Proprio per questo, però, la posizione di Draghi nel suo rapporto speciale con gli Stati Uniti, frutto di stima vera per quello che lui ha fatto nella sua vita, è un punto di forza assoluto per l’Italia e per l’Europa in questa grande guerra delle materie prime e di conflitto di civiltà tra democrazia e autocrazia. La visita di Draghi a Washington subito dopo il nove maggio russo di Putin è un punto di forza, non di debolezza.

Siamo di fronte a un problema di potenze mondiali dentro una nuova organizzazione mondiale in divenire e c’è chi pensa in Italia di continuare a fare propaganda politica. Questo la gente che ha più sale in zucca dei capi dei partiti populisti lo capisce al volo ed è questo il motivo per cui guarda con simpatia a chi, come Draghi, sa fare politica internazionale e, prima degli altri, ha scelto tra chi vuole tenere in piedi Putin e l’egemonia cinese secondo uno schema che la storia europea non regge più e chi invece ha capito subito di fare sponda, guidandola, sull’Europa e sulla comunità europea assolutamente schierate con l’America per ragioni geopolitiche che chi sa come e dove si fa politica non può ignorare.

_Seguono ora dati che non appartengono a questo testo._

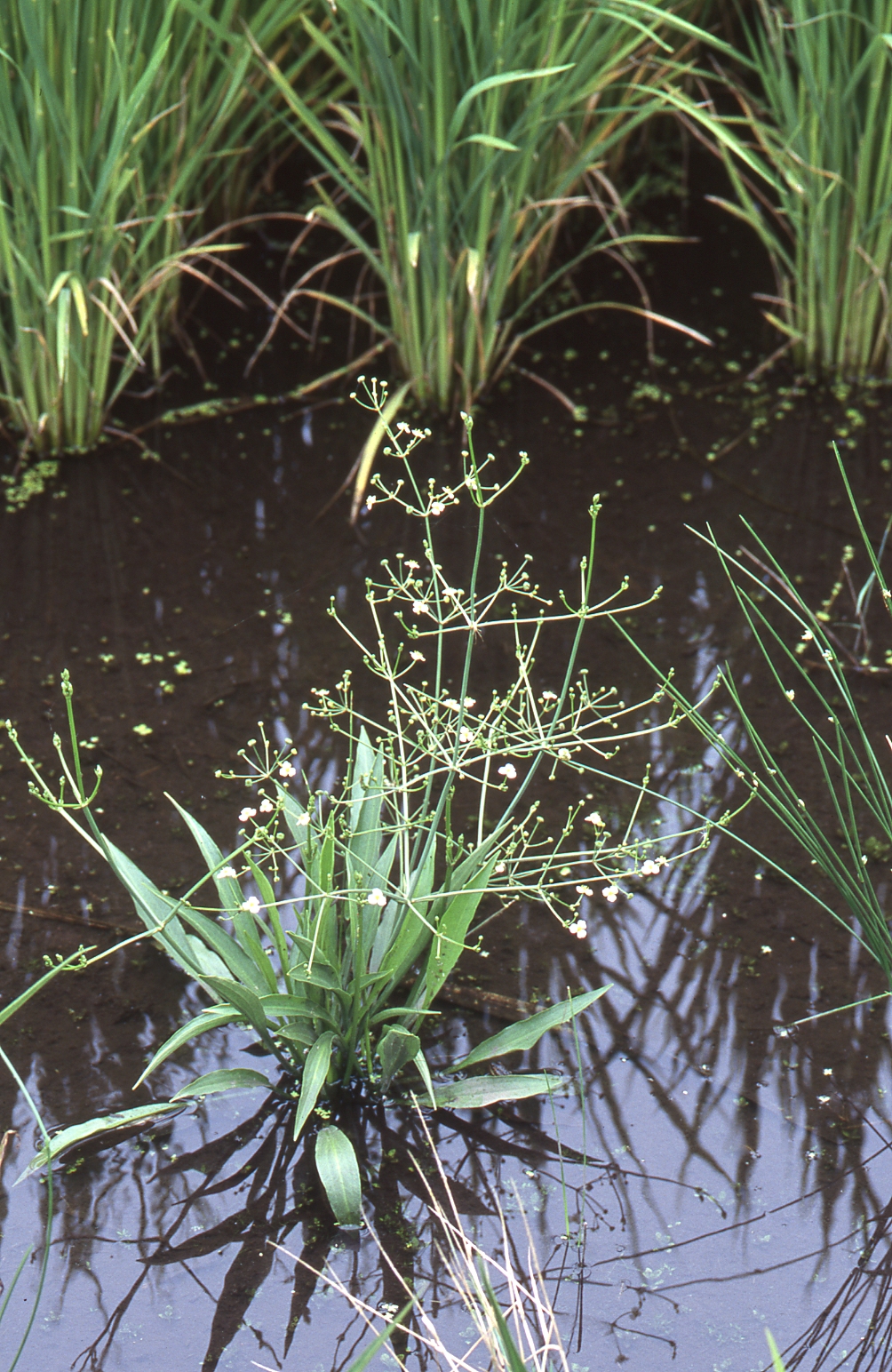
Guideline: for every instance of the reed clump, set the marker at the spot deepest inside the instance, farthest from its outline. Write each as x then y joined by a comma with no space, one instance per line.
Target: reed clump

La riproposizione delle vecchie stupidaggini di correre dietro alle pulsioni che ci sono in una parte del Paese che le ha assorbite in quasi sessant’anni di populismo dal ’68 in poi è l’alternativa a tutto ciò e, purtroppo, non è solo l’espressione di un diverso modo di pensare. Legata a questa prospettiva c’è l’alternativa eterna di una Italia che sta fuori da tutto e, soprattutto, di un’Italia neutralista che non si vuole identificare con l’Occidente a guida americana e, tanto meno, si può identificare con la Russia dopo gli orrori in Ucraina e con la stessa Cina. Un’Italia che ripropone oggi la vecchia lezione della terza forza o della terza via di berlingueriana memoria esprime l’eterna illusione di inseguire uno spazio che non c’è.

Perché quando c’è lo scontro di civiltà, come ha anche ieri da Strasburgo acutamente risottolineato Mattarella, non ci sono più per l’Italia né uno spazio politico né uno spazio economico per chiuderci in noi stessi. Perché viceversa siamo costitutivamente parte di quel sistema occidentale, americano e europeo, che è ancora l’avanguardia economica e civile del mondo. Non siamo la Svizzera e non possiamo stare in piedi da soli.